Anyway, this is just me killing time. I really should go and do another ‘kit inspection’ and grab some rest.

Jun 192008
 

One of my tasks in looking after the Crossover web presence is to keep an eye on the Crossover Bebo page. We get a regular flow of people signing up as friends and I do have a quick look at their Bebo site. Maybe I’m just an old fuddy-duddy but what I see, I find quite depressing. The language and innuendo to be found on young teenagers’ pages is pretty shocking. With Bebo it’s fairly easy to hide behind the ‘friends only’ restriction, but that, to my mind, encourages this duality in public and ‘private’ personas. One of the sites I looked at belongs to someone I know and I have to ask myself, which is the ‘real’ them? Is it the foul-mouthed, world-hating ’emo’ on Bebo or is the approachable but loud teenager I see from time to time? Or is the real person some complex mix of the two? Which one is the facade? Or is peer pressure so great that there is an expectation to be as ‘bad’ as each other or even to outdo one another?

I did actually toy with the idea of ‘purging’ those friends who did use offensive and crude language (and advertising the fact that I’m doing it) but who am I to judge acceptability. Crossover is a Christian festival but it certainly doesn’t lay down any kind of standards to be met before you can associate with it. That would be, very much, in contradiction to the gospel message. But where does one draw the line? By accepting such sites as friends, is one condoning them? This, to me, is one of the issues of social networking sites – there is little or no control over associations that are made and the assumed ‘privacy’ allows the presentation of public and private faces which, very often, are contradictory.

May 192008
 

I was at the funeral of a former colleague today. John Wilson was certainly one of those people of whom you could genuinely say they were unique.

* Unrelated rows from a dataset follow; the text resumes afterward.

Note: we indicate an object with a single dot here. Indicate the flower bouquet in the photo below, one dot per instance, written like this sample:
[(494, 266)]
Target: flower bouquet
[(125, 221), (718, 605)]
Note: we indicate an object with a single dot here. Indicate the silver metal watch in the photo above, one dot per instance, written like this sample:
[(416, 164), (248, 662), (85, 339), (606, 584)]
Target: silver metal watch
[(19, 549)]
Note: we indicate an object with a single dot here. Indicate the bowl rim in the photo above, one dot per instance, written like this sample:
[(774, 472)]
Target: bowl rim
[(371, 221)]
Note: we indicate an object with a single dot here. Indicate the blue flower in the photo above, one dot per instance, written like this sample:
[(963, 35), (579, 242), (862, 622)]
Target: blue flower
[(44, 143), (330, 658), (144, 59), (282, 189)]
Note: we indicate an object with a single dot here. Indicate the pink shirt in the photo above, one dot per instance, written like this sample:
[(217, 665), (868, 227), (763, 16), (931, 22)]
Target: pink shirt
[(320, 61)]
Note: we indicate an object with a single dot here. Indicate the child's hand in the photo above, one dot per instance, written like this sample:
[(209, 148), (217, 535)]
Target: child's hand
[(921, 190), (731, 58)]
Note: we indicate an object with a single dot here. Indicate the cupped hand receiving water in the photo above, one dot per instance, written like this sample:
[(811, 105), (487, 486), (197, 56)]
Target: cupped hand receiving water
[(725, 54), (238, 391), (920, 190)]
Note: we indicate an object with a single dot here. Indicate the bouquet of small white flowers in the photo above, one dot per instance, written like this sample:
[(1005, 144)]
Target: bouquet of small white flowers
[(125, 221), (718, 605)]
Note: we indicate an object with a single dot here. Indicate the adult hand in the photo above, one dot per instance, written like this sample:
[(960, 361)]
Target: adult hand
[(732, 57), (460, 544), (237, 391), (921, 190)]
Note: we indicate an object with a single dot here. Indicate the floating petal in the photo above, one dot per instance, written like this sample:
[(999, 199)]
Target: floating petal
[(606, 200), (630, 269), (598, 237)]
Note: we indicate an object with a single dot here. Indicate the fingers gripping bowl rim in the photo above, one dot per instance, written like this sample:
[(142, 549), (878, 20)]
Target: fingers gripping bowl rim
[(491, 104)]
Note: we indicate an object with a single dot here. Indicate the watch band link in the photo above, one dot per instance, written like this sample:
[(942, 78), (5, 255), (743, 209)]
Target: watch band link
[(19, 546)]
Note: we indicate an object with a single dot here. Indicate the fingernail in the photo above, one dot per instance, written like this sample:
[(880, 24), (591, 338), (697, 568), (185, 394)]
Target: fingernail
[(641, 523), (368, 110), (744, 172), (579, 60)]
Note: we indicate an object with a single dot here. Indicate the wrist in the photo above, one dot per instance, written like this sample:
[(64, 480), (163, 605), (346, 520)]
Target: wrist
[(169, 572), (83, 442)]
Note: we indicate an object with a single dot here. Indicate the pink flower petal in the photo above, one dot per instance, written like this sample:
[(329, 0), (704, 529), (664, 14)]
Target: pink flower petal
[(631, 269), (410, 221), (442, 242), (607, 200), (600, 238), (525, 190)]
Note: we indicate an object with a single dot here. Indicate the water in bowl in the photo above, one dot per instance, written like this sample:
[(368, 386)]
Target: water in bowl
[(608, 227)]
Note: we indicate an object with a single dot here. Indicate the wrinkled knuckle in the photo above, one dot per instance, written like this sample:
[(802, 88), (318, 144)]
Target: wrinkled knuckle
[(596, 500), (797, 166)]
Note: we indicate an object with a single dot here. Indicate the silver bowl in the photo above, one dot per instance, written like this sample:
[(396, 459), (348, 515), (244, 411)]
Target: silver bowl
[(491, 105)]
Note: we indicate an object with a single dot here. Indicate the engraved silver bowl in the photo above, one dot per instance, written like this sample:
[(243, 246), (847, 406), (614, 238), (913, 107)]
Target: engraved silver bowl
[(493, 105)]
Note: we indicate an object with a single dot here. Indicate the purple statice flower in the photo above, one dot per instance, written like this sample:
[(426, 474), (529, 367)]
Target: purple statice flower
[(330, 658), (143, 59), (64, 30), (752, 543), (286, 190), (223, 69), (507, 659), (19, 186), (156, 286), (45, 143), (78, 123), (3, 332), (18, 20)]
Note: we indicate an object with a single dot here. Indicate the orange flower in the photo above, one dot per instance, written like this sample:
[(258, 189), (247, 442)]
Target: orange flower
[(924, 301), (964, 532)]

I had worked with John for a number of years and he was at one and the same time the fount of all knowledge and the source of all manner of frustrations. There’s little point of recounting tales here because most would be utterly meaningless without extensive explanation of characters and situations. But the sad thing is that however much we can tell about a person, however much they have been involved with work or personal life, you never really know the person. You realise that when you hear a eulogy. I knew about the love of jazz but never knew John sang in the church choir. He could type ludicrously long memos and emails in no time but I never knew he was an accomplished pianist. I knew he worried over the minute details of a project but never knew his concern extended to supporting environmental charities and Oxfam.

His passing was sudden and unexpected but, as was said at the funeral, it meant he avoided old age and dependency. Maybe not a lot of comfort, but for someone who was always there for others, perhaps fitting.

The occasion also gave me the opportunity to catch up with other former colleagues. Despite my good intentions of ‘popping through sometime’ I never do and so it was good to catch up with what everyone is doing. It’s been almost three years since I took redundancy yet it seems like no time at all. But in that time people have moved on, circumstances have changed and yet, apart from looking a little older, everyone readily drops back in to shared stories about work, family and life in general. So, much as I would have preferred a Guinness over lunch rather than an orange juice, I’ll make do here with a virtual toast to colleagues and friends and catching up.